Because it’s not IRA.
Stupidity is looking for a solution where it is not.
[ +
44
- ]
[1 ]
06.07.2012
Readers with experience will probably remember what a cine bird is. Not that Blue Bird, the creation of Meterlink, but an ordinary blue, poorly generalized and completely unrepresentable chicken. We, in the era of advanced socialism, in the shortage, obtained these creations wherever we could. And they rejoiced! As will be seen from now on, it is not in vain!
My daughter decided to organize an online store to sell eco-friendly products. Contact with potential suppliers. I talked to a farmer.
On vegetables and milk, we agreed. What about ecologically clean chicken?
There are problems here. I have tried. I bought chickens. Grown on eco-friendly food. I stumbled. Here they started. The problems. Should the feathers be removed? must be. And they don’t go away...
I called a bird factory, a familiar technician.
- And we feed them with special pills for three days before slaughter. All the feathers come out by themselves. Even the ears fall out.
and???? to
I handwritten all the feathers, it was long and bad. The chickens look unesthetic. Just like the Soviet bird. Only yellow, but also poorly brushed. Happiness to sell is badly sold.
How to? They will be broken until I sell them.

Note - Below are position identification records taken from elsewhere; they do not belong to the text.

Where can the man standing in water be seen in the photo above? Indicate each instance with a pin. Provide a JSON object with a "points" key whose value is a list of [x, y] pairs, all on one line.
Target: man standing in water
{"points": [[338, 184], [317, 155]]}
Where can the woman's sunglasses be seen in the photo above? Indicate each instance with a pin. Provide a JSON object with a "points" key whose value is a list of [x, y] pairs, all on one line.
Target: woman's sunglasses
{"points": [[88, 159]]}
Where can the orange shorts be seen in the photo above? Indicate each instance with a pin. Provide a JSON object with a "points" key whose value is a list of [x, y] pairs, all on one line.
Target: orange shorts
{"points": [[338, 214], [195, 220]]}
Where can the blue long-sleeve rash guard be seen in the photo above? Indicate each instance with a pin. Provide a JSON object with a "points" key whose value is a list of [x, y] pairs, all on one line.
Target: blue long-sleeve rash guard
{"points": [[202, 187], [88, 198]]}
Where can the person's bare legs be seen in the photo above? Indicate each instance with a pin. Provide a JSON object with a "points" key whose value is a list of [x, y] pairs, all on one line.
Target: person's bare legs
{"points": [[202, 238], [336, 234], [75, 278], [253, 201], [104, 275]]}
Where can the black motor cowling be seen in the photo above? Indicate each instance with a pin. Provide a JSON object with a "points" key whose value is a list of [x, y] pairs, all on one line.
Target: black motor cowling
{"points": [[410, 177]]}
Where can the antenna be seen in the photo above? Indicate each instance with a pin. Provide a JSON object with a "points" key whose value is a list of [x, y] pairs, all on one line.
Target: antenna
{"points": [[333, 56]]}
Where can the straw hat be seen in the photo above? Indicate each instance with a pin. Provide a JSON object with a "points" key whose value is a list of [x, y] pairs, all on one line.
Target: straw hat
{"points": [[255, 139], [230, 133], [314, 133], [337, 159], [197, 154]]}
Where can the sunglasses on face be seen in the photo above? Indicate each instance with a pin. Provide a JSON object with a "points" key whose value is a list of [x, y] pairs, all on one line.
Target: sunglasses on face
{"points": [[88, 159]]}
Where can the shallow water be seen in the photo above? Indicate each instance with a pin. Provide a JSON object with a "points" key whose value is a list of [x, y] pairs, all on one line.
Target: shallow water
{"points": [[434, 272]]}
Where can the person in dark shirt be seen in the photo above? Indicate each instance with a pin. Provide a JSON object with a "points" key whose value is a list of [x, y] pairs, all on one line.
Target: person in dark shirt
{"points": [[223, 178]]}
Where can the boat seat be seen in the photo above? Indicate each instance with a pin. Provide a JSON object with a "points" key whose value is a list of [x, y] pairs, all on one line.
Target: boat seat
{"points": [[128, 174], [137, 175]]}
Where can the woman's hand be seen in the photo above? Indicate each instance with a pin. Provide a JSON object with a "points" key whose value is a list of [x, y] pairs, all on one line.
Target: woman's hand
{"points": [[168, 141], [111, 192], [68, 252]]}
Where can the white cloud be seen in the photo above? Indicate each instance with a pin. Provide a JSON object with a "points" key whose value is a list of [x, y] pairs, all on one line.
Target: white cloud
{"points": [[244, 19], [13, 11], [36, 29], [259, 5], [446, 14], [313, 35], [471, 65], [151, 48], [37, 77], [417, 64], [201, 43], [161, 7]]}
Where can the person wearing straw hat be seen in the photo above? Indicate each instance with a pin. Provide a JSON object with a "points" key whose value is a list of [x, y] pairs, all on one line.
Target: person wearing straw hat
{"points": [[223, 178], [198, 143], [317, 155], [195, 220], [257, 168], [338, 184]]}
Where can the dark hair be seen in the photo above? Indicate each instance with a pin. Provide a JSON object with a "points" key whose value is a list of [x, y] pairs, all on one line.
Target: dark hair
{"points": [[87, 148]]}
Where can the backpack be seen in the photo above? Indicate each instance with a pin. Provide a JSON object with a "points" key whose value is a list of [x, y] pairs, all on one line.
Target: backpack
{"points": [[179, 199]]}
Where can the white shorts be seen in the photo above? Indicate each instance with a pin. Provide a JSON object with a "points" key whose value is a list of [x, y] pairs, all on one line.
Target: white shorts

Call the technician again.
What do you do so that the chickens don’t rot too quickly?
very simple. We submerge each body in chlorine for 15 minutes. Meat becomes white and beautiful. and does not spoil.
and????? to
P.S Technology... What do we eat, gentlemen? and?
[ +
49
- ]
[1 ]
06.07.2012
A 2-year-old boy in the park saw twins... watched them long and surprised. He turns to his mother and asks, “Where is my one?”